In those cases, it will be observed, the unborn remaindermen were in fact represented by persons of their own immediate class, though it was said in Letcher v. Allen that they were also sufficiently represented by the life tenant whose estate preceded their own.

As to the sufficiency of the representation of unborn remaindermen by parties whose estates precede or follow the estate of such remaindermen, there being no living members of their class, so that their interests may be bound by judicial decree, the courts are not in harmony. The great weight of authority, however, seems clearly to the effect that such representation is sufficient, provided all the interests owned by persons in esse are before the court, and some one or more of them would be adversely affected by the decree equally with the class not in esse, and would therefore have the same interest and would be equally certain to present to the court the merits of the question upon which the decree is sought. Ridley v. Halliday, 106 Tenn. 607, 61 S.W. 1025, 53 L.R.A. 477, 82 Am. St. Rep. 902; Rutledge v. Fishburne, 66 S.C. 155.44 S.E. 564. 97 Am. St. Rep. 757, and note, 762-768; Kent v. Ch. of St. Michael, 136 N.Y. 10, 32 N.E. 704, 18 L.R.A. 331, 32 Am. St. Rep. 693; Downey v. Seib, 185 N.Y. 427, 78 N.E. 66, 8 L.R.A. (N.S.) 49, 113 Am. St. Rep. 926; Denegre v. Walker,214 Ill. 113, 73 N.E. 409, 105 Am. St. Rep. 98, 2 Ann. Cas. 787, and note, 790-793; McArthur v. Scott, 113 U.S. 340,5 Sup. Ct. 652, 28 L. Ed. 1015; Matthews v. Lightner, 85 Minn. 333,88 N.W. 992, 89 Am. St. Rep. 558; Ann. Cas. 1913C, note p. 659; 20 Rawle C. L. 670, § 9.
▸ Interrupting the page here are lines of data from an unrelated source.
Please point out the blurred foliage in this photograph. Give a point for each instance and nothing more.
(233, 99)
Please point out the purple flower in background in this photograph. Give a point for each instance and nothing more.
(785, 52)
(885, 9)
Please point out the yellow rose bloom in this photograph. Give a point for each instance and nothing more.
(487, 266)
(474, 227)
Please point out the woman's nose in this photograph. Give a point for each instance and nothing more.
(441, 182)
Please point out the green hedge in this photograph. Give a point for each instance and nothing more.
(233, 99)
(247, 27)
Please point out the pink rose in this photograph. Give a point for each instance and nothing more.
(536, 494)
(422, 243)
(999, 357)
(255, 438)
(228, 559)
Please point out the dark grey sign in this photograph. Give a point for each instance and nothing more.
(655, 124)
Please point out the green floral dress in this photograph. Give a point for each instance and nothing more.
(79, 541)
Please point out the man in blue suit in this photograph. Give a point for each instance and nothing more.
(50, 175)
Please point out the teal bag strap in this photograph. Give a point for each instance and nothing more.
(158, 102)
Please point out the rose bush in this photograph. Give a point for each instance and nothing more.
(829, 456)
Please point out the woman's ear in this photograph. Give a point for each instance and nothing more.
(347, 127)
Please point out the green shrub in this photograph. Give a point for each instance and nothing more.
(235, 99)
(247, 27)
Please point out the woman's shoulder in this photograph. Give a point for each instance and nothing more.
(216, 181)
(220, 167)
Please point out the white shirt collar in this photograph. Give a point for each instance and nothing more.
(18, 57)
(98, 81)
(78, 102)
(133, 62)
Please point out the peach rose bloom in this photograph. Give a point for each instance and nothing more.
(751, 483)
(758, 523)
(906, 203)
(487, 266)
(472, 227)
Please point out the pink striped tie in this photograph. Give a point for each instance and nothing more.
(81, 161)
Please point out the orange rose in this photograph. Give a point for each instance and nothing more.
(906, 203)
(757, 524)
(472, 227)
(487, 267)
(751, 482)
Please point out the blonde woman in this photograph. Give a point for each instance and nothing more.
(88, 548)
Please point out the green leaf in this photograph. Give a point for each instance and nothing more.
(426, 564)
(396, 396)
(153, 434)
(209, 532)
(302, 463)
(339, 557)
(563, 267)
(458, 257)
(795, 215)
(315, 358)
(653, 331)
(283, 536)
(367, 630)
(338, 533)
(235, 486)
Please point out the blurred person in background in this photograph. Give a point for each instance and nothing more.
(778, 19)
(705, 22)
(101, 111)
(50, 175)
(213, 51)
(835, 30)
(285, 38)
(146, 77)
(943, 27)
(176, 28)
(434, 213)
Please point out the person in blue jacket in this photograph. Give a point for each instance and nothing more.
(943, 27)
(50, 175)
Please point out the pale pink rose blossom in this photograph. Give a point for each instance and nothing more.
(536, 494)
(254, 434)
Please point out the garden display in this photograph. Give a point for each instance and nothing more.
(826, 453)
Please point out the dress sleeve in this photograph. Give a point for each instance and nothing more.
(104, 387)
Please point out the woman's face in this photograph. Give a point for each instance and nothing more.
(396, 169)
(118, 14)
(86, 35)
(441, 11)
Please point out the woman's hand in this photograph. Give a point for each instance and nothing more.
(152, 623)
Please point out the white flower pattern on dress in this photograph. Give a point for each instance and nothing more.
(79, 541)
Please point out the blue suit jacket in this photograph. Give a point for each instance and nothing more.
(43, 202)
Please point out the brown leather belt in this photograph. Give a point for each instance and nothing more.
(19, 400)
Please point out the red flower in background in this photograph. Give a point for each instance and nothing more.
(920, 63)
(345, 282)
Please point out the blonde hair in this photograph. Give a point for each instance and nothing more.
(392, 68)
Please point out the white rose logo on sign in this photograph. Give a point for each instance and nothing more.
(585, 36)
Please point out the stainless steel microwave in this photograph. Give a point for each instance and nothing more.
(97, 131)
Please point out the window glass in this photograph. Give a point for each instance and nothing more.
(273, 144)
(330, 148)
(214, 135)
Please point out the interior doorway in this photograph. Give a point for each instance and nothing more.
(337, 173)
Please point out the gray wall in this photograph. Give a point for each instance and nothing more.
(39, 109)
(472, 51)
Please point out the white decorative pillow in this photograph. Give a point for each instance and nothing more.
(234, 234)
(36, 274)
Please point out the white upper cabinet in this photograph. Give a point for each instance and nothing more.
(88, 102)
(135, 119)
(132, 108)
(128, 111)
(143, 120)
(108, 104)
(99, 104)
In the application of this principle, it would seem that the character of the suit, and the purpose and effect of the decree, are of controlling importance; and where the proceeding seeks to adjudicate opposing rights, and the effect of the decree is to extinguish in part or in whole the estates of persons not yet in esse, greater strictness is observed in the requirements of virtual representation by living parties.

But where, as here, the suit does not present any antagonism of estates and interests, and the effect of the decree is merely to change the form or identity of the property which is the subject of the several successive estates — which change may well be to the common advantage of all, as was in fact ascertained to be so by the decree here in question — preserving and protecting the contingent interests in the proceeds of the original property, and in the property in which such proceeds are invested, we see no reason why the unborn remaindermen could not be fully and fairly represented, as to such a policy, by either their mother, as holder of a life estate, or by their uncles and aunts, as contingent executory devisees. It was so ruled in Ridley v. Halliday, 106 Tenn. 607,61 S.W. 1025, 53 L R. A. 477, 82 Am. St. Rep. 902, and in Gavin v. Curtin, 171 Ill. 640, 49 N.E. 523, 40 L.R.A. 776, where after-born remaindermen were held to be fully bound.

The decree in equity of the city court of Montgomery in the suit of Emily Clisby v. Peter B. Mastin, et al. (1893) was a valid exercise of the jurisdiction and powers of the court with respect to the estate of the then infant complainant therein, and, under the circumstances exhibited, was binding upon the interests of the after-born children of Mary Clisby Smith, so that the purchasers at the sale made pursuant thereto acquired as to them, as well as to all parties actually before the court, a fee-simple title to the lot here in question. *233

It appears that complainant herein has acquired the interests of those purchasers and is entitled to the relief granted by the decree of the trial court.

Affirmed.

ANDERSON, C. J., and McCLELLAN and THOMAS, JJ., concur.